In 2000, in an interview with Essence, Butler was asked what the answer was to the disasters she imagined. She said,  

“There’s no single answer that will solve all our future problems…Instead, there are thousands of answers–at least. You can be one of them if you choose to be”. 

I’ve returned to that quote again and again over the past year, but especially in recent weeks. Not only because what we are witnessing can accurately be described as disaster, but because the need for those thousands of answers has never been clearer. 

If there were ever a reminder that anti-Blackness remains foundational in American politics, it was the President of the United States posting a racist image of the Obamas and then gaslighting the public about what we all plainly saw.  

The Trump administration uses gaslighting as a political tool. Some of the most powerful people in this country are trying to convince us that cruelty is normal; that injustice is exaggerated, that the harm we witness is imagined. 
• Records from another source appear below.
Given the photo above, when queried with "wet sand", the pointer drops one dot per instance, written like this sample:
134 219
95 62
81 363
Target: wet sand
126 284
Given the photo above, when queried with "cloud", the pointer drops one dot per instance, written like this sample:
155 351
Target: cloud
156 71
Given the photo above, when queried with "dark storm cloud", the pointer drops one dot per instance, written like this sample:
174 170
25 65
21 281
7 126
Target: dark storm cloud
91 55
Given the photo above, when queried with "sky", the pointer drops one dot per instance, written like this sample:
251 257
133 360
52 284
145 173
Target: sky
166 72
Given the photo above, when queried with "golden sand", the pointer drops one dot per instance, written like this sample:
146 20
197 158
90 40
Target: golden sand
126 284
They want us to ignore the reality of people dying in ICE custody. They want us to ignore masked agents using violent, and deadly force without accountability. Being surveilled, rounded up, brutalized, and killed by law enforcement is not an abstraction. It is a lived reality for far too many in this country.  

Black history also teaches us to be in solidarity with every underrepresented group facing discrimination.  

The attacks on our rights, our access, and our dignity feel relentless. That is not accidental. Overwhelm is a strategy. Exhaustion is a strategy. Fear is a strategy. When people are tired and isolated, they are easier to silence. 

They want us to be too discouraged to act. Too hopeless to organize. Too divided to see what is happening to all of us. 

But our history tells a different story. 

Black communities have always understood the radical truth that oppression of any of us is the oppression of all of us. Fights for racial justice, LGBTQ rights, immigrant justice, reproductive freedom, economic justice and in every fight for civil rights, solidarity has been our greatest defense and our greatest strength. 

They try to undermine our storytelling because our stories have the power to change culture. Culture changes policy. Policy changes our lives.  

Our stories change the world.  

This month, the most powerful way we can honor Black History Month is to refuse isolation. Refuse the lie that we are alone and that we don’t see what is right in front of us.  

Choose to be one of the thousands of answers.